When it comes to the search engine — which has many thousands of interlocking equations — [Google] has to double-check the engineers' independent work with objective, quantitative rigor to ensure that new formulas don't do more harm than good.I found this surprising. Google manually comes up with tweaks to its search engine that only apply to a small percentage of queries, tests the tweaks, and then tosses them into the relevance rank?
Recently, a search for "French Revolution' returned too many sites about the recent French presidential election campaign -- in which candidates opined on various policy revolutions -- rather than the ouster of King Louis XVI. A search-engine tweak gave more weight to pages with phrases like "French Revolution" rather than pages that simply had both words.
Typing the phrase "teak patio Palo Alto" didn't return a local store called the Teak Patio .... Mr. Singhal's group [wrote] a new mathematical formula to handle queries for hometown shops.
Is it better to provide new information or to display pages that have stood the test of time and are more likely to be of higher quality? Until now, Google has preferred pages old enough to attract others to link to them ... [Singhal's] team's solution: a mathematical model that tries to determine when users want new information and when they don't. (And yes, like all Google initiatives, it had a name: QDF, for "query deserves freshness.")
The problem with these manual tweaks is that they rapidly become unwieldy. As you add hundreds or thousands of these hand-coded rules, they start to interact in unpredictable ways. When evaluating a new rule, it becomes unclear if performance of that rule might be improved by tweaks to the rule, tweaks to other rules, or removing other rules that have now been subsumed.
It appears Google has hit this problem head on. The "many thousands of interlocking equations" require a "closely guarded internal [program] called Debug" that attempts to explain whether the rules are doing "more harm than good."
Frankly, I thought Google was beyond this. Rather than piling hack upon hack, I thought Google's relevance rank was a giant, self-optimizing system, constantly learning and testing to determine automatically what works best.
How would this work? With a search engine the size of Google's, every search query can be treated as an experiment, every interaction as an opportunity to learn and adapt.

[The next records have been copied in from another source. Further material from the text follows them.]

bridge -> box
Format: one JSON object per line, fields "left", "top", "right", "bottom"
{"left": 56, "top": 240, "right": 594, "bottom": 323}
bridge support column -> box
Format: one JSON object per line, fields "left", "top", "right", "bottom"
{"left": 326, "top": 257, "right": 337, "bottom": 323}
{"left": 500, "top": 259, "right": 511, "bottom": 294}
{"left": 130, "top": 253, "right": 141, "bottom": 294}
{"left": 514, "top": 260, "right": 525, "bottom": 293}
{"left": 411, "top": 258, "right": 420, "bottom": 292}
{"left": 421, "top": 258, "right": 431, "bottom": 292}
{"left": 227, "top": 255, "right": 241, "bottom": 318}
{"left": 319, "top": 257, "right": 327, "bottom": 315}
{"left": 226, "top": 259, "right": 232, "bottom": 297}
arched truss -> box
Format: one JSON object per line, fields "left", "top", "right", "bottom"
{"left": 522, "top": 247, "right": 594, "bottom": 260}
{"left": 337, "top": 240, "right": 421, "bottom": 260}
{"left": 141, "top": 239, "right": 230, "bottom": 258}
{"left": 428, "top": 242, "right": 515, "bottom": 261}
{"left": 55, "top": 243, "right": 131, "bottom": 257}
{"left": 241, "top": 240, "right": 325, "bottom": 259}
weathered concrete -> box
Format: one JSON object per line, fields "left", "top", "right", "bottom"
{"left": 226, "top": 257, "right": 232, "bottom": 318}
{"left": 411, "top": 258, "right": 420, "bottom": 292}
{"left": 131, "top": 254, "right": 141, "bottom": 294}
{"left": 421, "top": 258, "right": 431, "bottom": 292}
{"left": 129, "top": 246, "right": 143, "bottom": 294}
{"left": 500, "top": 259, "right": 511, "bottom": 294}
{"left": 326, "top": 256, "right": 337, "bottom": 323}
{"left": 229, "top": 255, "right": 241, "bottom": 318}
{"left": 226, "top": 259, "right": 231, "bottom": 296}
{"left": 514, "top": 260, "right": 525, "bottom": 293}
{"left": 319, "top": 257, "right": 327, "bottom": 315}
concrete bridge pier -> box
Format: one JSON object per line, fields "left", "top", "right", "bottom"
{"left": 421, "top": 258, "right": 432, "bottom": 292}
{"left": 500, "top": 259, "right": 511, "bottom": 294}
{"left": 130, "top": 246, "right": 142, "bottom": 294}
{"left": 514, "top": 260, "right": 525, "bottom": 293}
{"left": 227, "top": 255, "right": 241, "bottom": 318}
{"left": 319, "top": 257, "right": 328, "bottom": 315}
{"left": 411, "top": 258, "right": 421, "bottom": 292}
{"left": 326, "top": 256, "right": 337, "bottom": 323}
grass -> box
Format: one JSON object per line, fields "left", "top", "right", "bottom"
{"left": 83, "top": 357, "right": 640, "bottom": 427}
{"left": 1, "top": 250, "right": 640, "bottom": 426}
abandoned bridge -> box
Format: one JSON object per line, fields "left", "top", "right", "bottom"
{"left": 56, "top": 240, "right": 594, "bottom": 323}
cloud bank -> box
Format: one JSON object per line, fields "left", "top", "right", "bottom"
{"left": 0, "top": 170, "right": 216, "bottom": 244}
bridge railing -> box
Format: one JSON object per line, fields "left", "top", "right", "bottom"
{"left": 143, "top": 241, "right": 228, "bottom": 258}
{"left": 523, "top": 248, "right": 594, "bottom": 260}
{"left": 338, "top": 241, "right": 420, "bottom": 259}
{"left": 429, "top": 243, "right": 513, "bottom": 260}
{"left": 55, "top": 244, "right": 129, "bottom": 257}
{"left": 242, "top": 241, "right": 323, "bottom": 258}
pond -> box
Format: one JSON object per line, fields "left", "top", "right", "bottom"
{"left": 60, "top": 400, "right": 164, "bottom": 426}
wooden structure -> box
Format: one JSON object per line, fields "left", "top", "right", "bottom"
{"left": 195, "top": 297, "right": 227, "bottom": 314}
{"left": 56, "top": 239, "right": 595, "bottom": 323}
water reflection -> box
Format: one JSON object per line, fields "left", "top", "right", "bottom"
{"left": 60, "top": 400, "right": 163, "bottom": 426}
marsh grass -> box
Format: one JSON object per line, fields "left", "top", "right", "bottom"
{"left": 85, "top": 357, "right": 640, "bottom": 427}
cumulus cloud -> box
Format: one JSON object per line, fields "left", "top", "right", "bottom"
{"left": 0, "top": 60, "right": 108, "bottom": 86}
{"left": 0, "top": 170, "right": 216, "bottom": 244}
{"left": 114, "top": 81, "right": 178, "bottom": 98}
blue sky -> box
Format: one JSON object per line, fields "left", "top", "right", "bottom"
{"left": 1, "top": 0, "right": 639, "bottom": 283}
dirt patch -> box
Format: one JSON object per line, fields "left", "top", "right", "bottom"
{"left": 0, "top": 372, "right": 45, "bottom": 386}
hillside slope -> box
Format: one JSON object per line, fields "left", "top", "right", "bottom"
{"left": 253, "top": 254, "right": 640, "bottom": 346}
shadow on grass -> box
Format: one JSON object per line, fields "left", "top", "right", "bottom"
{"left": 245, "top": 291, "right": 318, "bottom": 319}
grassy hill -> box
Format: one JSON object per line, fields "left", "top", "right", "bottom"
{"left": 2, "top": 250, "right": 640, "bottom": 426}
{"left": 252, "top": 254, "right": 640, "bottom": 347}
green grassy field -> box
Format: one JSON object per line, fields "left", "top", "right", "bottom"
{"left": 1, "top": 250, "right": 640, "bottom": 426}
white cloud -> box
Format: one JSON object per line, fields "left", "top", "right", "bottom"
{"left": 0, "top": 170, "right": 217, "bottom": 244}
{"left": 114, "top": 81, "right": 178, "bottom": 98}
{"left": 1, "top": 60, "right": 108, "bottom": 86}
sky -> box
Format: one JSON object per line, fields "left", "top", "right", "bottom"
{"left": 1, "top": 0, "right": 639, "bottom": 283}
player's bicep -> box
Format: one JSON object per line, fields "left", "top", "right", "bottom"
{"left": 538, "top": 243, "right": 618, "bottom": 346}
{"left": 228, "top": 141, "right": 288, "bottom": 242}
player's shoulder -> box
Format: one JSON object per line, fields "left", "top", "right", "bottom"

In each query, a few of the results would be different each time. Each time, the search engine is making a prediction on the impact (usually an anticipated slight negative impact) of making this change. Wrong predictions are surprises, opportunities to learn, and are grouped with other wrong predictions until the engine can generalize and attempt a broader tweak to the algorithm. Those broader tweaks are automatically tested, integrated if they work, and the cycle repeats.
For example, on the query [teak patio palo alto], experiments may show the Teak Patio store in Palo alto is getting unexpectedly high clickthrough. Another query, for [garden stone seattle], is showing similar problems in experiments. In clustering, both queries are classified as local. Both show modest purchase intent. The clickthrough urls have been classified as local businesses. On the known data, the most general rule based on this result, one boosting local businesses when a query is classified as local with purchase intent, appears to give a lift. The rule is tested live on a percentage of users, results match predictions, and the system adds the new rule for all users. The process repeats.
Similarly, a group of queries that match known names (e.g. celebrities) may show that links classified as sites are appearing too low in rankings. In automated testing, a general version of this rule performs poorly unless another rule with strong overlap is removed; a more specific rule performs well but applies less frequently. The older rule is removed, the newer general rule put in place.
While this process does result in specific tweaks to the engine like the manual approach, it does not rely on someone manually finding the rule. Unexpected tweaks to relevance rank may arise from the data. Moreover, a self-optimizing relevance rank does not rely on someone manually coming back to rules to maintain or debug them over time.
This approach would require massive computational power -- a huge infrastructure classifying and clustering queries and urls into hierarchies, a framework for testing billions of changes and tweaks simultaneously and generalizing from the results -- but I thought Google had that power already.
Perhaps this merely shows how much further there is to go in search. As Larry Page recently said, "We're probably only 5 per cent of the way there."
Update: Five weeks later, there are a few more tidbits about Google's experiments and their tweaking of their relevance rank in an interview of Udi Manber by Eric Enge. Some excerpts:
We run literally thousands of experiments a year and pick the ones that score well.
We have projects that their sole purpose is to reduce complexity. A team may go and work for two months on a new simpler sub-algorithm. If it performs the same as the previous algorithm, but it's simpler, that will be a big win.
Overall, we have to be very careful that the complexity of the algorithm does not exceed what we can maintain.